Please let me know if I'm understanding this correctly. Thanks!
We're looking into disk space and bandwidth usage in https://github.com/gruntwork-io/terragrunt/issues/2920.
The assumption being that concurrent terraform init won't mess around with TF_PLUGIN_CACHE_DIR because all providers are already present?
Yes, that is correct, but make sure all provider versions are in the cache and the hashes in the lock file match the provider hashes.
Resolved in v0.56.4 release. Make sure to read Provider Caching.
Nice!
Will try it out later. I noticed it's still labeled as an experimental feature. Anyone encountered any issues?
Resolved in v0.56.4 release. Make sure to read Provider Caching.
Nice!
Will try it out later. I noticed it's still labeled as an experimental feature. Anyone encountered any issues?

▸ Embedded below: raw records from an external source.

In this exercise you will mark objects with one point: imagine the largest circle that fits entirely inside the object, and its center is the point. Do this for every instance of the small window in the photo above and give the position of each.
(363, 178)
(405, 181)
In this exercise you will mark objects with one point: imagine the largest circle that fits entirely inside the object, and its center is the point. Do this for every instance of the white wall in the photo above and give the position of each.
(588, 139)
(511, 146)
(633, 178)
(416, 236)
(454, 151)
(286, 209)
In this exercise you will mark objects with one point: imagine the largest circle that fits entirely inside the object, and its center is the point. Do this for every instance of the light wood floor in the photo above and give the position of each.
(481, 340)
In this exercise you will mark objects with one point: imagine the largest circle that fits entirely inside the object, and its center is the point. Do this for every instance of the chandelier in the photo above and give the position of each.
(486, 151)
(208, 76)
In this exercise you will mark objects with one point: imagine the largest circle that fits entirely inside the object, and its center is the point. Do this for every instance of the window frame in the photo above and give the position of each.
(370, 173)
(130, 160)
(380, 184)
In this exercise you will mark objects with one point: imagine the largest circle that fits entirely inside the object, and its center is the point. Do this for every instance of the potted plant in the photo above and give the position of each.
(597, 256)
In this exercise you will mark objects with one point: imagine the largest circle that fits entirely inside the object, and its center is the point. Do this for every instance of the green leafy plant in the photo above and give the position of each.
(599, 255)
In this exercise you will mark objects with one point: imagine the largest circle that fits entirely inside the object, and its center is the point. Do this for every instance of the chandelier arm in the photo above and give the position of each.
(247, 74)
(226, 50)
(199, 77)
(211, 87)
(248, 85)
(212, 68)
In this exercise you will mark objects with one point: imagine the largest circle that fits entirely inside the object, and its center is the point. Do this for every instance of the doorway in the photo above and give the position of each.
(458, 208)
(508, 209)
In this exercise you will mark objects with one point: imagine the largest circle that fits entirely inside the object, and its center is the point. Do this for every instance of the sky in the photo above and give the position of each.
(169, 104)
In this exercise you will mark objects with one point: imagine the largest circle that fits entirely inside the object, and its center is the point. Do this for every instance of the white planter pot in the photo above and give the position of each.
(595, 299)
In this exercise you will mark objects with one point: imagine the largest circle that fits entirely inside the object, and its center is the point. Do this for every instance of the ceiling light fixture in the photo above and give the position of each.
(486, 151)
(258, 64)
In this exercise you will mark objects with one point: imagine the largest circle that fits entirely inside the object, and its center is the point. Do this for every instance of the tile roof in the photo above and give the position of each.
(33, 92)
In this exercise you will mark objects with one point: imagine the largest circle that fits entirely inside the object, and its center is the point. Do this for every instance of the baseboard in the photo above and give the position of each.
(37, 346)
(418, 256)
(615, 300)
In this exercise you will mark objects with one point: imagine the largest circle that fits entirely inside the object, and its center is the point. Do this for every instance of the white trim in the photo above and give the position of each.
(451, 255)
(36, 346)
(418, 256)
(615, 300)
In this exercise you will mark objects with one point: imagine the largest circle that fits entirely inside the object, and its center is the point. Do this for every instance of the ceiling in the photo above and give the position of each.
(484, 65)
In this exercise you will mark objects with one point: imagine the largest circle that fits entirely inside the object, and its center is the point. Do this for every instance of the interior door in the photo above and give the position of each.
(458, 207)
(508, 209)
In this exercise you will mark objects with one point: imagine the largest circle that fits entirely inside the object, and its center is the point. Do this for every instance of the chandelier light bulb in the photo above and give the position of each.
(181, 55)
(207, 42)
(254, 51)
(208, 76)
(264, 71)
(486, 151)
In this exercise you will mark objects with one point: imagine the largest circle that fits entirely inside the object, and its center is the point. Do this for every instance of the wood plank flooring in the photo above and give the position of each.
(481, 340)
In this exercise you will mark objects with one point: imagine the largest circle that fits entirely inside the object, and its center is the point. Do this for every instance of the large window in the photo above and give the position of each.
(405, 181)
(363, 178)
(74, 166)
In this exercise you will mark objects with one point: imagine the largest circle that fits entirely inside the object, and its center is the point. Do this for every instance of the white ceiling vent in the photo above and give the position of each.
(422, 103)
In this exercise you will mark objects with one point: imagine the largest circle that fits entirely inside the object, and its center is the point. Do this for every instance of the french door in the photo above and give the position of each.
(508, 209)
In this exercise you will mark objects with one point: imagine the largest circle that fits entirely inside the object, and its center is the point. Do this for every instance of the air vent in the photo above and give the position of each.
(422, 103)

Perhaps not exactly an issue, but we noticed that memory usage can skyrocket with --terragrunt-provider-cache, especially when using lots of modules. On less complex terragrunt stacks it stayed pretty much the same as before. We run terragrunt in CICD with gitlab-runners on kubernetes and initial testing caused tons of OOMs.

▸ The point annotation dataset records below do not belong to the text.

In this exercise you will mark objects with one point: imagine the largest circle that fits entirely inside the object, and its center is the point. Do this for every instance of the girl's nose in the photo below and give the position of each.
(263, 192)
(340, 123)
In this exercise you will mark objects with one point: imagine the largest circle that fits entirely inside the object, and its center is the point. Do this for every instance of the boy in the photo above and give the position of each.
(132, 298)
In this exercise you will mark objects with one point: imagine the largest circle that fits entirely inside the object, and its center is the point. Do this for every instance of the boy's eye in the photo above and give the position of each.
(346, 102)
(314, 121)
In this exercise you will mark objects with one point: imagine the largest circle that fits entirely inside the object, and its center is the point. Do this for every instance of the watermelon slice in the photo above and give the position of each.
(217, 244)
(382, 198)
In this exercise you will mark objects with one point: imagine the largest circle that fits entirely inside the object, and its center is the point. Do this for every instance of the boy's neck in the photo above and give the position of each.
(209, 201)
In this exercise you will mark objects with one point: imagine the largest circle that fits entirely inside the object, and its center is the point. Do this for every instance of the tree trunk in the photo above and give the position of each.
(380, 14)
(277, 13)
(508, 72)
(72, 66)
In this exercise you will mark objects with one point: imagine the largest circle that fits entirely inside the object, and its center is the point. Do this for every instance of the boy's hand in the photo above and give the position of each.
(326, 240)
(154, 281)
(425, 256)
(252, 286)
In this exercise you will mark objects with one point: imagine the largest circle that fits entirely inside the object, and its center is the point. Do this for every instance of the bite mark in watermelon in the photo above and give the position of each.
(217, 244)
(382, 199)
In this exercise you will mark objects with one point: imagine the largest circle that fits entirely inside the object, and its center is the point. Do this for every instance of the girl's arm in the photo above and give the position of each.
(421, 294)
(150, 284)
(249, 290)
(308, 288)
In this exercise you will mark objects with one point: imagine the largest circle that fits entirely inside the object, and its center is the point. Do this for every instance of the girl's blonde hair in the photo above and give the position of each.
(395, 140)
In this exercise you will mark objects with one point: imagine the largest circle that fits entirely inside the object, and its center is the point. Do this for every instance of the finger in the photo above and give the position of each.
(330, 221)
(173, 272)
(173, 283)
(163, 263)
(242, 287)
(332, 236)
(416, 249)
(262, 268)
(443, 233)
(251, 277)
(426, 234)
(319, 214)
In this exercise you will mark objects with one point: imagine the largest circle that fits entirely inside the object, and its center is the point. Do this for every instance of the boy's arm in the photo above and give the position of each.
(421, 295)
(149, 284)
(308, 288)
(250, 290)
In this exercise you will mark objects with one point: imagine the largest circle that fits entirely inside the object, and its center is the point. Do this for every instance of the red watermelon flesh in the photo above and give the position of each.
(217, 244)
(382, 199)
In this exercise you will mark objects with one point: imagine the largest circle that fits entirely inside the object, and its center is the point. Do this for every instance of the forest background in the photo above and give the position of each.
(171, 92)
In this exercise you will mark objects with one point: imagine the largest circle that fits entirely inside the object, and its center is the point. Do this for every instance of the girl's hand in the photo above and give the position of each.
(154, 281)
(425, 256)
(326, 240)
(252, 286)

Perhaps not exactly an issue, but we noticed that memory usage can skyrocket with --terragrunt-provider-cache, especially when using lots of modules. On less complex terragrunt stacks it stayed pretty much the same as before. We run terragrunt in CICD with gitlab-runners on kubernetes and initial testing caused tons of OOMs.
Most likely, the increased memory usage is due to the simultaneous launch of several Terraforms, this happens after all providers are cached, Terragrunt launches all Terraforms at the same time.

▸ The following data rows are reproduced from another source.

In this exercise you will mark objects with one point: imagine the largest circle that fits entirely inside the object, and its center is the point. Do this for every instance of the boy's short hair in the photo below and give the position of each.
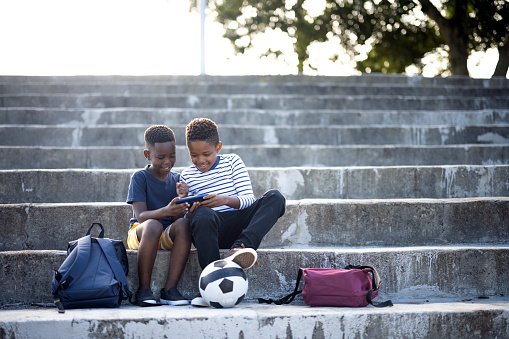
(202, 129)
(158, 133)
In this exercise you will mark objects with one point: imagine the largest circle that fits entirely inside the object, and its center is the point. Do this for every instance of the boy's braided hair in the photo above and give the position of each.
(202, 129)
(158, 133)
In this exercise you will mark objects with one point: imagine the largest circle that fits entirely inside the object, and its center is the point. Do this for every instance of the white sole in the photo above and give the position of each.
(245, 257)
(199, 302)
(175, 303)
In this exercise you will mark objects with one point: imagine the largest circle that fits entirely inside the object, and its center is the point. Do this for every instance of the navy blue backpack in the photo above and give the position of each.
(93, 274)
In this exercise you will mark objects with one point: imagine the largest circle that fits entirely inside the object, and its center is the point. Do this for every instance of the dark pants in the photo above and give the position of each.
(214, 230)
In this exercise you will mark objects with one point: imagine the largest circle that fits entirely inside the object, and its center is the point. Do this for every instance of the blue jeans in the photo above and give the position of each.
(214, 230)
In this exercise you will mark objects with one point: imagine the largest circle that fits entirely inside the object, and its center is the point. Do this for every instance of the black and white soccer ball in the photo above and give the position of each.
(223, 284)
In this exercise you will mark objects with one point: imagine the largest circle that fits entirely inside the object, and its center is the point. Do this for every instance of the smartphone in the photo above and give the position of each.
(192, 200)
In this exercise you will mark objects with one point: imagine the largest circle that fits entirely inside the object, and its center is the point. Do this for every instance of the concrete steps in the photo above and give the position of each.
(132, 135)
(409, 274)
(298, 117)
(407, 174)
(307, 222)
(435, 320)
(387, 182)
(118, 157)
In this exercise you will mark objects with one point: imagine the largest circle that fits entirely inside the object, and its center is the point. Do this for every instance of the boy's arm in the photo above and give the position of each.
(215, 200)
(172, 209)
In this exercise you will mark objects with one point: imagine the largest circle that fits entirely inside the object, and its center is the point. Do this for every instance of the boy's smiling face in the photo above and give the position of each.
(203, 154)
(162, 157)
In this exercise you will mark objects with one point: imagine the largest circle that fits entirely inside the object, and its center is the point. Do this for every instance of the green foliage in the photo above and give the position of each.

Perhaps not exactly an issue, but we noticed that memory usage can skyrocket with --terragrunt-provider-cache, especially when using lots of modules. On less complex terragrunt stacks it stayed pretty much the same as before. We run terragrunt in CICD with gitlab-runners on kubernetes and initial testing caused tons of OOMs.
Most likely, the increased memory usage is due to the simultaneous launch of several Terraforms, this happens after all providers are cached, Terragrunt launches all Terraforms at the same time.
Yeah that makes sense. Anyway it's a small price to pay, but something worth noting.